SIGMOD への採録,本当に,おめでとうございます.

感激しました.

ボクも,技術者の端くれとして,れおさんをお手本に頑張りたいです.

leo@chronicle.org (Leo) さんのコメント...

> macさん
ストリームへの応用は実用上でも欲しいので、機会をみてアイデアとプロトタイプを持っていきます。

> myuiさん
そのときのTRLのグループには、うちの先生も含まれているんです(今回の共著者です)。Top Conferenceに通るような論文は英語のnativeであっても、かなり時間(数ヶ月)をかけて文章を吟味して書いているそうです。それに習って、毎日のように少しずつ文章を練っていました。経験者が近くにいたのは大きかったです。


> みんぺいさん
VLDB2005のときから、もう2年以上経ってしまいましたが、ようやく成果が出せました。

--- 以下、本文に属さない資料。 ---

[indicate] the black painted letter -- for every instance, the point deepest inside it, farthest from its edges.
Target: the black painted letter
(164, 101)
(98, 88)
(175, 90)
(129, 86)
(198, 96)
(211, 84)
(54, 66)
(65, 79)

mixiでの「いつか某学会で~」という紹介文が、プレッシャーでもあり、目標を見失わないための励みにもなっていました。

それでも、世界にはもっとすごいプレーヤーがたくさんいますからね。これからも頑張ります。

あま さんのコメント...

遅ればせながら,おめでとうございます!
最近,日本のDB関係のアカデミアではあまり明るい話題がなかったので,久々の朗報ですね.
この調子でがんばってください.(私もがんばらねば.)

leo@chronicle.org (Leo) さんのコメント...

> あま先生
ありがとうございます。まだ正式アナウンス前なので十分早いですw

これからも、もっといい研究ができるように頑張ります!

taktak さんのコメント...

Leoさんとはあまり面識がないのですが,
自分も同分野の研究者です。

素晴らしいです。
やる気がでました!

本当におめでとうございます。

leo@chronicle.org (Leo) さんのコメント...

> taktakさん
所属している研究室がバイオインフォマティクス分野のため、DB関連の話を周りから聞くことが極端に少ないのです。だから、こうして、DB屋さんが訪ねてきてくれるというのは嬉しいです。

機会があれば、お話できるといいですね。

ishikawa さんのコメント...

たまたま調べものをしていたらこのページに到達しました.

おめでとうございます.

leo@chronicle.org (Leo) さんのコメント...

> ishikawa先生
日本で開催されたICDE以来ですね。Googleのindexの更新が速くて、sigmod 2008で検索するとこのブログが上の方にでてくるみたいです。

はしゃいでいる内容で恥ずかしいです。。。